By Maurice Lamm
From the standpoint of psychotherapy, the idea of viewing the corpse as standard funeral procedure because of the therapeutic value inherent in the practice has not been proved clinically and, in fact, appears to contradict the very basic thrust of its method. "Grief therapy" works, it is claimed, to soften the shock of death. It alleviates that sudden cut-off and, momentarily, returns those lost to us.
But, if therapy is conceived as a form of self-enlightenment and self-understanding, what valid function can viewing perform? Shall we believe that man requires a neurotic distortion of truth in order to protect himself from the trauma of truth? It seems far more sensible to rely on the faith that man can summon the strength with which to confront the raw, if sometimes bitter, truth without the aid of fabricated distortions. Viewing is as much "grief therapy" as painting a jail with bright colors is "thief therapy."
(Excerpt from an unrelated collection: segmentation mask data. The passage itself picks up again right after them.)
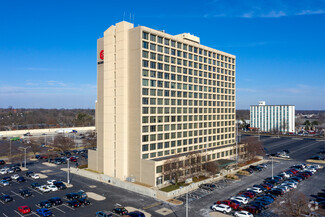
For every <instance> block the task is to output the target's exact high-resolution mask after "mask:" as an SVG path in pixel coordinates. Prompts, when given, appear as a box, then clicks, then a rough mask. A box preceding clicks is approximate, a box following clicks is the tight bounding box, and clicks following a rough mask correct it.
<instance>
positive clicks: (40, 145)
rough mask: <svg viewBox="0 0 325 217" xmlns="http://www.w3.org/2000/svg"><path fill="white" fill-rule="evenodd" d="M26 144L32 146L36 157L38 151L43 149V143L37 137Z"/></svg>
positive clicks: (30, 147)
mask: <svg viewBox="0 0 325 217" xmlns="http://www.w3.org/2000/svg"><path fill="white" fill-rule="evenodd" d="M26 145H27V146H30V150H31V151H32V152H33V154H34V157H35V155H36V153H37V152H40V151H41V144H40V143H39V142H38V141H37V140H35V139H30V142H29V143H28V144H26Z"/></svg>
It may also be that not only is viewing not therapeutic, but is, in fact, injurious to the viewer. The first stage of mourning is characterized by anger, despair, and the denial of death. Fixation on any one of these reactions represents, from the psychological point of view, a pathological response. It is entirely conceivable that viewing may lead to a fixation on the denial of death. The refusal to give up the object of love is perpetuated by the illusion of life that the embalmers strive so mightily to create. The religious ritual of the funeral compels one to acknowledge the finality of the physical loss, and thus enables the "working through" of the grief process. To fix one's mind on what should be an ephemeral reaction is possibly to short-circuit the entire effectiveness of the grief process.
To speculate further, is it not possible that viewing may meet the bizarre needs of certain individuals and precipitate vicarious deviations from the usual grief reactions? Indeed, it is possible that in a predisposed person it may give onset to excessive fantasies or delusions. It does not mean, of course, that the result must be pathological, but it may certainly create a variant response to mourning.
There is, unfortunately, little statistical data available on the entire subject, but speculation compels one to regard this self-styled "grief therapy" with the gravest suspicion.